But though Kant’s method of introducing and expounding the argument of this chapter is thus misleading, the contents themselves are of intrinsic value, and have a threefold bearing: (a) on the doctrine of productive imagination; (b) on the relation holding between image and concept; and (c) on the nature of the categories in their distinction from the pure forms of understanding.

(a) Kant gives definite and precise expression to the two chief characteristics of the productive imagination, namely, that it deals with an a priori manifold of pure intuition[1110] and that it exercises a “hidden art in the depths of the human soul.”[1111] Kant’s description of the schema as “a third thing,” at once intellectual and sensuous, seems to be in large part due to the transference to it of predicates already applied to the faculty which is supposed to be its source. The distinction between the transcendental schema and the particularised image is also given as analogous to that between the pure and the empirical faculties of imagination. In A 141-2 = B 180-1, Kant speaks of the empirical faculty of productive imagination, and so is led, to the great confusion of his exposition, though also to the enrichment of his teaching, to allow of empirical as well as of transcendental schemata, and thus contrary to his own real position to recognise schemata of such empirical objects as dog or horse—a view which empirical psychology has since adopted in its doctrine of the schematic image. This passage was doubtless written at the time when he was inclining to the view that the empirical processes run parallel with the transcendental.[1112] Kant’s final view is that empirical imagination is always reproductive. This brings us, however, to our second main point.

(b) Kant makes a statement which serves as a valuable corrective of his looser assertions in other parts of the Critique.[1113] Five points set after one another, thus,....., form an image of the number five. The schema of the number five is, however, of very different nature, and must not be identified with any such image. It is

“...rather the representation of a method whereby a multiplicity [in this case five] may be represented in an image in accordance with a certain concept, than this image itself....”[1114]

This becomes more evident in the case of large numbers, such as a thousand. The thought or schema of the number remains just as clear and definite as in the case of smaller numbers, but cannot be so adequately embodied and surveyed in a concrete image.

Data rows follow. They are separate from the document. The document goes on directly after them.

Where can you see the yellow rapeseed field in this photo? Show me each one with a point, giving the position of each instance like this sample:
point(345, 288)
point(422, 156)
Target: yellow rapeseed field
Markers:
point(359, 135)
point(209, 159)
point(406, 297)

“This representation of a general procedure of imagination in providing its image for a concept, I name the schema to this concept.”[1115]

But even in the simplest cases an image can never be completely adequate to the concept. The image of a triangle, for instance, is always some particular triangle, and therefore represents only a part of the total connotation. As the schema represents a universal rule of production in accordance with a concept, it resembles the concept in its incapacity to subsist in an objective form. Images become possible only through and in accordance with schemata, but can never themselves be identified with them. Schemata, therefore, and not images—such is the implied conclusion—form the true subject-matter of the mathematical sciences. Images are always particular; schemata are always universal. Images represent existences; schemata represent methods of construction.

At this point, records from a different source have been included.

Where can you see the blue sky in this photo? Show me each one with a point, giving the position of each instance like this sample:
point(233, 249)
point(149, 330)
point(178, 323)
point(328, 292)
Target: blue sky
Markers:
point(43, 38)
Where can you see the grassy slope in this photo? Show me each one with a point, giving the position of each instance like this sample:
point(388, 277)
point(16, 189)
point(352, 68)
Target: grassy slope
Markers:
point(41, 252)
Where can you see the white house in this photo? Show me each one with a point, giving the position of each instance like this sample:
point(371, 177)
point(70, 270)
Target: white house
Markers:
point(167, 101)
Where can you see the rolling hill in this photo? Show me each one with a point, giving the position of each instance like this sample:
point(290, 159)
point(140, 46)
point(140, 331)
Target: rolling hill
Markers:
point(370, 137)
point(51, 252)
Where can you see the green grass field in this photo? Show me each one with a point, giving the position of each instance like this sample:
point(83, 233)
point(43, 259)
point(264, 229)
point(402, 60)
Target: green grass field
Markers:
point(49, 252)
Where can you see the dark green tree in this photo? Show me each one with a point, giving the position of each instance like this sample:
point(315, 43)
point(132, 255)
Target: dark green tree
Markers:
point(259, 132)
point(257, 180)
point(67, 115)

There are three criticisms which must be passed upon this position. In the first place, the selection of the triangle as an illustration tends to obscure the main point of Kant’s argument. As there are three very different species of triangle, the concept triangle is a class concept in a degree and manner which is not to be found in the concepts, say, of the circle or of the number five. So that while Kant may seem to be chiefly insisting upon the inadequacy[1116] of the image to represent more than a part of the connotation of the corresponding concept, his real intention is to emphasise that the schema expresses the conceptual rule whereby, even in images that cover the whole connotation, the true meaning of the image can alone be determined.

Secondly, the above definition of the schema as being “the representation of a general procedure of imagination in providing an image for a concept” is obviously bound up with Kant’s view of it as “a third thing,” additional to the concept, and as intermediate between it and the image.[1117] But as we have already found occasion to note, in discussing Kant’s doctrine of the “construction” of mathematical concepts,[1118] this threefold distinction is out of harmony with his Critical principles. It results from his retention of the traditional view of the concept as in all cases a mere concept, i.e. an abstracted or class concept. In defining the schema Kant is defining the true nature of the concept as against the false interpretation of it in the traditional class-theory; he misrepresents the logic of his own standpoint when he interpolates a third kind of representation intermediate between the concept and the image. The concept ‘triangle,’ as a concept, is (to employ Kant’s own not very satisfactory terms) the representation of the method of constructing a certain type of object; and the only other mode of representing this kind of object is the image. There may, indeed, as Kant has himself suggested, be a species of image that may be entitled schematic; but if that be identified with a blurred or indeterminate or merely symbolic form of representation, it can have nothing in common with the transcendental or conceptual schema, save the name.